Yes Becca. That is my idea of a productive day as well. I play a little piano, do some art, write, meditate, walk. My daily life isn’t much different except for the socializing aspect. We went to so many live music events – at least once a week – and enjoyed so many dinner parties. It has taken me awhile to get back into my usual day time activities due to what I recognize is grief. I found myself too sidelined/stunned by all that I read. It is a zig-zag way forward with lots of sitting and wondering…
I am so happy to add your blogs to the crazy amount of reading I’m doing these days Colleen. Hopefully we will come out at the other end honouring different and better ways to live. Hugs to you my friend.

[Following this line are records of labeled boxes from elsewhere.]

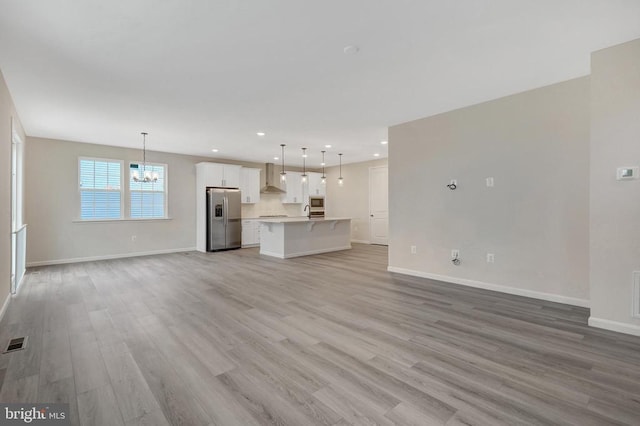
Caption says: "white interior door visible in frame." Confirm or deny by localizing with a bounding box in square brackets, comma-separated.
[369, 166, 389, 245]
[11, 122, 27, 294]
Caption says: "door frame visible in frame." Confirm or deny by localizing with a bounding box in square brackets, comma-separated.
[369, 164, 389, 245]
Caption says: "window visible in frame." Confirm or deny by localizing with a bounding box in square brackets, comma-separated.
[79, 158, 122, 219]
[129, 163, 167, 219]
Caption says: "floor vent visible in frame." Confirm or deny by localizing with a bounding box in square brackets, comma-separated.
[3, 336, 27, 354]
[632, 271, 640, 318]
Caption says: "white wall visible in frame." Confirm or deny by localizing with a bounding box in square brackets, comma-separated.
[25, 137, 316, 266]
[389, 77, 589, 306]
[0, 72, 25, 312]
[25, 137, 209, 265]
[589, 40, 640, 335]
[325, 158, 388, 243]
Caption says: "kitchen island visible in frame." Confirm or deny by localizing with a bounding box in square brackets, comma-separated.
[260, 217, 351, 259]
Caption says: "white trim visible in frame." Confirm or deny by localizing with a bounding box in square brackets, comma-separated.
[366, 164, 389, 246]
[387, 266, 589, 308]
[589, 317, 640, 336]
[631, 271, 640, 318]
[77, 156, 126, 219]
[0, 292, 10, 321]
[27, 247, 196, 268]
[260, 245, 351, 259]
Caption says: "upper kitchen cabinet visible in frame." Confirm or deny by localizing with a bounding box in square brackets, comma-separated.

Virtual hugs back to you Maureen. I’m glad to be added to your reading list. I believe we will come out the other side of this with innovative new ways of conducting ourselves in the world. I’m viewing this as a collective incubation period.
So amazing. Thanks Colleen for sharing your heart and soul. Enjoy pyjama days! Davina
Thanks Davina. I’m on a roll with my pyjama days. There is something quite freeing in not getting dressed for longer than normal. I remember being on a felucca in Egypt when it was 48 degrees C during the day and not that much cooler at night. I had drawstring linen pants and a long-sleeved linen shirt that I slept and lived in for several days. It was a great experience.
Love it!
While there are those who would say we are nothing but a protein covered bag of chemicals sloshing around, there is an “I” and there is definitely a “we”. Well said Colleen, we are the world and it’s a world that we are allowed to define however we may choose (and, I don’t even own pyjamas).
Yes Ed. We are the world! Oops. I just realized a missed opportunity. I should have added a video of that song, it’s wonderful. Hum along with me okay?
Beautiful xoxo
Blessings darling. Hang in there Karen. One day we’ll once again eat buckets of popcorn while watching the latest movie.